Read options

Multi-cluster reads

By default, the computation process accesses data on the cluster that provides the computational resources (when running directly or when using a standalone cluster). SPYT runs its own RPC proxies to offload shared cluster proxies.

VersionĀ 2.2.0 introduced the option to read data from different YTsaurus clusters. To do this, you must explicitly indicate the cluster address in the table path.

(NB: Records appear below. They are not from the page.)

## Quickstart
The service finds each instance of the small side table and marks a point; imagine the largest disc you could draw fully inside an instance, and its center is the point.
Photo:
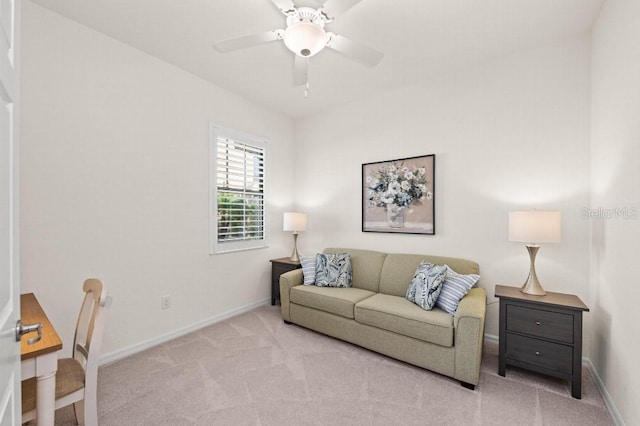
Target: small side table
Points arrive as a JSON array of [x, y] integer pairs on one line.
[[279, 267], [542, 334]]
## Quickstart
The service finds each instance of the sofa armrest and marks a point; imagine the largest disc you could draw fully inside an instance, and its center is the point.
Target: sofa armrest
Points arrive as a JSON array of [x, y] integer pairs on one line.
[[468, 322], [473, 304], [287, 281]]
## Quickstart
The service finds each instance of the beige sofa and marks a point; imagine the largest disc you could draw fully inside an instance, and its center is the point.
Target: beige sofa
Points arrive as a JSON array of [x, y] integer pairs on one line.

spark.read.yt('<cluster="localhost:8000">//home/table').show() # Table on cluster localhost:8000

spark.read.yt('//home/table').show() # Table on home cluster

Note

Data is read from other YTsaurus clusters through shared proxies, which may put a heavy strain on them when the volume of data is high.

schema_hint

Hard-coded column type. Useful when a column is of type any (a composite data type serialized as yson).
The value will be deserialized as the specified type.

Python example:

spark.read.schema_hint({"value": MapType(StringType(), LongType())}).yt("//sys/spark/examples/example_yson")

Scala example:

df.write
    .schemaHint(Map("a" ->
        YtLogicalType.VariantOverTuple(Seq(
          (YtLogicalType.String, Metadata.empty), (YtLogicalType.Double, Metadata.empty)))))
    .yt(tmpPath)

transaction

Reading from a transaction. For more details, see Reading and writing within a transaction.

Scala example:

val transaction = YtWrapper.createTransaction(None, 10 minute)
df.write.transaction(transaction.getId.toString).yt(tmpPath)
transaction.commit().get(10, TimeUnit.SECONDS)

Schema v3

Read tables with schema in type_v3 instead of type_v1. It can be enabled in Spark configuration or write option.

Python example:

spark.read.option("parsing_type_v3", "true").yt("//sys/spark/examples/example_yson")